11.4.13

As estações errantes


In http://alunos.esffl.pt/16336/images/ESTAES~1.GIF
Outra lição do tempo que levava embarcado na marinha mercante. Não fazendo o navio rotas habituais, tivera de se habituar a uma contingência que desarranja o relógio biológico. As estações do ano tinham perdido calendário. As rotas que eram errantes, pois as encomendas ao armador assim mandavam, levavam o navio a percorrer a distância entre duas estações antípodas em poucos dias. A indumentária era metodicamente preparada quando as coordenadas da próxima ancoragem eram conhecidas. Os marinheiros estão sempre preparados para os reveses que se agigantam do nada – ouvia da boca dos mais experimentados na arte. Como não estava acostumado ao improviso quando era dono da sua vida sedentária, aprendeu a estar acompanhado pelo cálice da sobrevivência em mar alto.
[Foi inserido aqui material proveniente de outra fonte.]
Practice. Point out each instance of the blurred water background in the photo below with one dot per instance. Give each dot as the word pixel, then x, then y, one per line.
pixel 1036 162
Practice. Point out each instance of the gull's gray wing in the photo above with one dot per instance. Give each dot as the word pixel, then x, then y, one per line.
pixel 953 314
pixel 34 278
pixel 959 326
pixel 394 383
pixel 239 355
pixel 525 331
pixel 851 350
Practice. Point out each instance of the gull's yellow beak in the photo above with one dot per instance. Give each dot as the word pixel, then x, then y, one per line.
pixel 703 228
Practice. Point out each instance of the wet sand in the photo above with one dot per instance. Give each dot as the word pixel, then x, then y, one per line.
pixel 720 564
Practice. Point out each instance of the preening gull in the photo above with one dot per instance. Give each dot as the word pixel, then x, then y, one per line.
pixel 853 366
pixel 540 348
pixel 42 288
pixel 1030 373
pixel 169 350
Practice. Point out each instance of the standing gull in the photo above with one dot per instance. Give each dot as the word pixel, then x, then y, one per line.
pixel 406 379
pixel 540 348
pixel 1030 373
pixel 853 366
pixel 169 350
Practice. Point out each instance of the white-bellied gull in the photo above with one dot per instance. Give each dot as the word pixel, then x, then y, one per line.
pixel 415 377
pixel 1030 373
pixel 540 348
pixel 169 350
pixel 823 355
Nos meses que levava embarcado já conhecera as estações todas. Andara pelos mares azuis nas proximidades dos trópicos, crestando com um calor que escorria em forma de suor pelo corpo cansado. Andara pelo Pacífico na América do sul, quando por lá era outono e o mar agreste trazia um bafo fresco que pressagiava os rigores do inverno daí a um lustro de semanas. Andara pelas monções no Índico e vira chover como julgara não ser possível. Fora até ao Ártico quando o inverno já dizia adeus e um punhado de icebergues obrigava o navio a ziguezaguear entre eles.
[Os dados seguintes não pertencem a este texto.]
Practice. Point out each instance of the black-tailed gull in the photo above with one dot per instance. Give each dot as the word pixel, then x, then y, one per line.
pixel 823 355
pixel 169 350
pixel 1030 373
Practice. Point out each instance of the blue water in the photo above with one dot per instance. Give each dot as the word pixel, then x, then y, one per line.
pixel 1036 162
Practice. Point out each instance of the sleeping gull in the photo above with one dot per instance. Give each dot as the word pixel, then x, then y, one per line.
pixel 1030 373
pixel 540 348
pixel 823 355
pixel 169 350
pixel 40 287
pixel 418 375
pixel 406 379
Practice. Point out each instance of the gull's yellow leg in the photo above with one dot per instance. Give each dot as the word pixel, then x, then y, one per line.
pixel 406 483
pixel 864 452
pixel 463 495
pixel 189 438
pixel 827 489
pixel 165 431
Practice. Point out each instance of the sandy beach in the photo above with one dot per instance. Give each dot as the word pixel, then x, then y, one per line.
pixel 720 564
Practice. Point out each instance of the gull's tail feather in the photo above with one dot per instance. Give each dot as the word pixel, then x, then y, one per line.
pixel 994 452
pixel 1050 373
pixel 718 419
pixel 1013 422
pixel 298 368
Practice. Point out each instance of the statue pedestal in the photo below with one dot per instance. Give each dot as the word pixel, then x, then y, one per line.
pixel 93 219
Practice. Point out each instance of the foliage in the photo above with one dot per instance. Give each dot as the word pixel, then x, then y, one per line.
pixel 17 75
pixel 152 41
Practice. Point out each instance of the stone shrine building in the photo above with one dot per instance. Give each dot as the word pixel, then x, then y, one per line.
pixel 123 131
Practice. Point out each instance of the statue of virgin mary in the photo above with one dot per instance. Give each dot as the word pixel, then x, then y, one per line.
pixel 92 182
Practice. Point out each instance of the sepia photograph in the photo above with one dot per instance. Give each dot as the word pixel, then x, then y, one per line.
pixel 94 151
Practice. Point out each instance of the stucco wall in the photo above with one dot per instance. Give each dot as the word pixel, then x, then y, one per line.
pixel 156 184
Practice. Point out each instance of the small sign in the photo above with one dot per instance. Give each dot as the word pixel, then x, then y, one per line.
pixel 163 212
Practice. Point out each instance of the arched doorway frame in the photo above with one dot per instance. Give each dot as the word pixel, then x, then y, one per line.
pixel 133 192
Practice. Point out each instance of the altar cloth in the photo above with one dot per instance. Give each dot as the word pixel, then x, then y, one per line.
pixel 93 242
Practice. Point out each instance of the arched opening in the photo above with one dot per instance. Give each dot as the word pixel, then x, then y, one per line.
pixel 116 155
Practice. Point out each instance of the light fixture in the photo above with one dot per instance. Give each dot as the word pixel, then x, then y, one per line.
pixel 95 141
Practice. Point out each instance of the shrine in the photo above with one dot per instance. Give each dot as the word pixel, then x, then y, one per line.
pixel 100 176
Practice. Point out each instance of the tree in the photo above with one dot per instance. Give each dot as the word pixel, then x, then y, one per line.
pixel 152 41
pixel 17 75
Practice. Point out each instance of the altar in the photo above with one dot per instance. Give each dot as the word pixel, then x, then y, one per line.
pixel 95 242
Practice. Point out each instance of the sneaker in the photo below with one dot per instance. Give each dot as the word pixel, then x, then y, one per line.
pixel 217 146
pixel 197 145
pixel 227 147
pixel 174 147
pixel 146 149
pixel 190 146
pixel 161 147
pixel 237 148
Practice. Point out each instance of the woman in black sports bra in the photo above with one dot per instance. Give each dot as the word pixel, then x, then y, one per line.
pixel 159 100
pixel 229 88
Este nomadismo, que era uma impossibilidade se viesse atrás no tempo, não o cansava. Andarilhava pelas sete partidas do mundo, com pouco tempo para ir a terra nos muitos cais, em tantos lugares diferentes, a que o navio aportara desde o começo da emigração nómada. Como dantes com o mar fundo, congeminou um pensamento simbólico que viesse de parelha com o ausente calendário das estações do ano. E ele, que tanto fora escravo do tempo quando ainda fora o tempo sedentário, soube que a autenticidade das coisas não autoriza que os seus intérpretes as forcem. Um calendário forjado anuncia o provável decesso das coisas, que perdem a espessura da autenticidade. Mas depois logo se abraçou a outras interrogações: e como sabemos que o calendário das coisas embota a sua autenticidade? E como sabemos que o calendário que tecemos vem a destempo?
Mas nem a ausência de calendário das estações para os embarcadiços que sulcam os oceanos todos, serviu de lição para oferecer resposta às interrogações.